2021-08-30
How ZFS stores symbolic links on disk
After writing about ZFS's new 'draid' vdev topology, I wound up curious about how ZFS actually stores the target of symbolic links on disk (which matters for draid, because draid has a relatively large minimum block size). The answer turns out to tie back to another ZFS concept, System Attributes. As a quick summary, ZFS system attributes (SAs) are a way for ZFS to pack a more or less arbitrary collection of additional information, such as the parent directory of things, into ZFS dnodes. Normally this is done using extra space in dnodes that's called the bonus buffer, but it can overflow into a spill block if necessary.
The answer to how ZFS stores the target of symbolic links is that
they are a System Attribute. You can see it listed as ZPL_SYMLINK
in the enum of known system attributes in zfs_sa.h
,
along with a variety of other ones. There's also apparently an older
scheme for storing these dnode attributes, which appears to use a
more or less hard coded structure for them based on the znode_phys
struct that's also defined in zfs_sa.h
.
You're only going to see this scheme if you have very old filesystems,
because it was introduced in 2010 in ZFS filesystem version 5 (which
requires ZFS pool version 24 or later).
(Because we've been running ZFS for a rather long time now,
starting with Solaris 10, we actually have
some ZFS filesystems that are still version 4. Probably we should
schedule a 'zfs upgrade
' one of these days, if only so all of our
filesystems are on the same version. All of our pools are recent
enough, since the pools were recreated in our move to our Linux
fileservers, but some of the
filesystems have been moved around with 'zfs send
' since more or
less the beginning, which preserves at least some limitations of
the original filesystems.)
If you use 'zdb -v -O POOL PATH/TO/SYMLINK
' to dump a modern,
system attribute based symbolic link, what you'll see is something
like this:
Object lvl iblk dblk dsize dnsize lsize %full type 2685091 1 128K 512 0 512 512 0.00 ZFS plain file 183 bonus System attributes dnode flags: USERUSED_ACCOUNTED USEROBJUSED_ACCOUNTED dnode maxblkid: 0 target ../target uid .. gid ... atime Mon Aug 30 22:06:38 2021 [etc]
What zdb reports as the 'target
' attribute is the literal text
of the target of the symbolic link, as shown by eg 'ls -l
' or
reported by readlink
. It comes directly from the relevant system
attribute, and is reported by cmd/zdb.c's dump_znode_symlink()
.
(Based on a quick look at the code, I don't think zdb can dump the older format of symlinks, although I may well be missing a zdb trick.)

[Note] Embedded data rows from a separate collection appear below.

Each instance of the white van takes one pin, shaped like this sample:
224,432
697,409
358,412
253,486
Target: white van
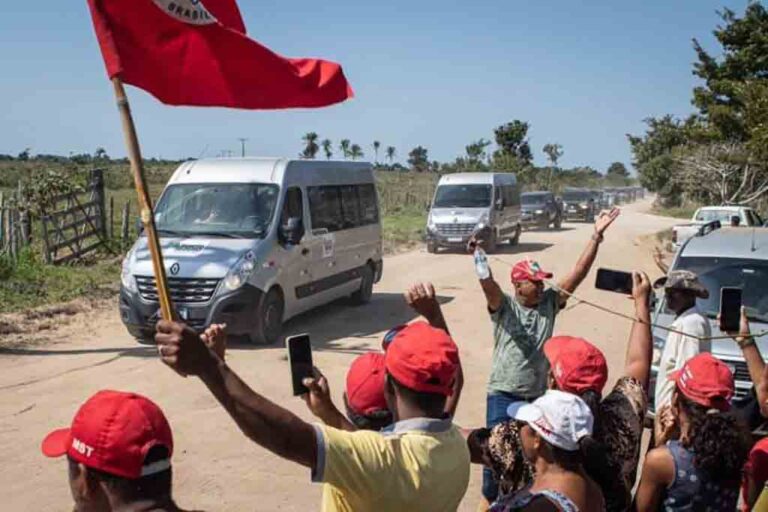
253,242
465,202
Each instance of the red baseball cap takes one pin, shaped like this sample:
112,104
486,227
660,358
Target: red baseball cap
365,384
577,365
423,358
113,432
527,270
706,380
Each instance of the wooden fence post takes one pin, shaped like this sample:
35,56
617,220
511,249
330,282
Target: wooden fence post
97,182
112,218
124,225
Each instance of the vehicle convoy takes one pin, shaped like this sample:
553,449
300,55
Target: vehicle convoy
725,257
747,217
466,202
541,210
579,204
253,242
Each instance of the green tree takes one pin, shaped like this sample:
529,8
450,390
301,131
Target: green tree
512,141
344,147
311,148
418,159
618,170
476,153
391,152
553,152
100,154
327,148
355,152
743,58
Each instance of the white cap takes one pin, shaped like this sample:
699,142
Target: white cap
562,419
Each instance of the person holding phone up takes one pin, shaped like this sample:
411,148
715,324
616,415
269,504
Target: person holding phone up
419,463
521,326
681,289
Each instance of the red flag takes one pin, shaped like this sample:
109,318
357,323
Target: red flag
195,52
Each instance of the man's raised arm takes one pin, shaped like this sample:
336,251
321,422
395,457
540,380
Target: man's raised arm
265,423
640,348
579,272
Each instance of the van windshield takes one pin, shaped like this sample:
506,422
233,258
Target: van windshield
576,195
534,198
715,273
463,196
233,210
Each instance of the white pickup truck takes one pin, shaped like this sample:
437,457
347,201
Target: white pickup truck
748,217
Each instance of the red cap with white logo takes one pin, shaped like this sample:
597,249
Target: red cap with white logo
113,432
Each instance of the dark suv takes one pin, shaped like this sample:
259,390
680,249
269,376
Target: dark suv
579,204
541,210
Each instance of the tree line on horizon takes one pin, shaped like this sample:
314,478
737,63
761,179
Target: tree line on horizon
718,154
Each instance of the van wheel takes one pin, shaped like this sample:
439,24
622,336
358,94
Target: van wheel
364,294
270,315
516,239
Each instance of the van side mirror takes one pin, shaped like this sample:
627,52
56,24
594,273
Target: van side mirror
292,231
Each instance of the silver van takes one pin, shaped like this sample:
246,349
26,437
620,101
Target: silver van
726,257
253,242
465,202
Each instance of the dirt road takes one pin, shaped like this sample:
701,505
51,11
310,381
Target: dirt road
217,468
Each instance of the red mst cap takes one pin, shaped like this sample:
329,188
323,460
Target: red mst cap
424,359
113,432
577,365
365,384
527,270
706,380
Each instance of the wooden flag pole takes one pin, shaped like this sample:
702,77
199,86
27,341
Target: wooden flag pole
145,202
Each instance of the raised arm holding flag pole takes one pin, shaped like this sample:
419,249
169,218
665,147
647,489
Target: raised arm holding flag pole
196,53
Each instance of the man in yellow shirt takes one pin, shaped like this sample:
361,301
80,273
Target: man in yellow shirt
419,463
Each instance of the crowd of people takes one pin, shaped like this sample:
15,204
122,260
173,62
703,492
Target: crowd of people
552,440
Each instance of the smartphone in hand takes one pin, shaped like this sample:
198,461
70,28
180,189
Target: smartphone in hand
730,309
300,358
614,281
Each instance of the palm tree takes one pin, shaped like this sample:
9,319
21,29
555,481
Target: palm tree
327,148
391,151
344,147
311,148
356,152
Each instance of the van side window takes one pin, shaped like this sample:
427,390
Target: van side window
325,208
293,206
350,206
369,210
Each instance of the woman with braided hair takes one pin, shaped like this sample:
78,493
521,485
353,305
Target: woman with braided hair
703,469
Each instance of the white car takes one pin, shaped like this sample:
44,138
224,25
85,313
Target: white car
748,217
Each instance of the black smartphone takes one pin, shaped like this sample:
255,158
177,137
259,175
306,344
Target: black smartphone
614,281
730,309
300,357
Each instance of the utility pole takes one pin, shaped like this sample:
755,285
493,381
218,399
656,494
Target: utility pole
242,146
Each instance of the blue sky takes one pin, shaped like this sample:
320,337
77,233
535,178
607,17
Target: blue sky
437,74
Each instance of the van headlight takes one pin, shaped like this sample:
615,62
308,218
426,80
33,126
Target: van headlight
239,274
126,278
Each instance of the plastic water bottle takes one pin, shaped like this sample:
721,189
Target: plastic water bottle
482,269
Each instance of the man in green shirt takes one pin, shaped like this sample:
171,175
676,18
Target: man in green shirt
521,325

PS: A sufficiently long symlink target will presumably overflow the amount of space available in the dnode bonus buffer and force the allocation of a spill block to hold some of the system attributes. I'm not sure how much space is normally available and I don't plan to dig further in the source (or do experiments) to find out. This isn't very different from other Unix filesystems; ext4 can only embed symlink targets in the inode if they're less than 60 bytes long, for example.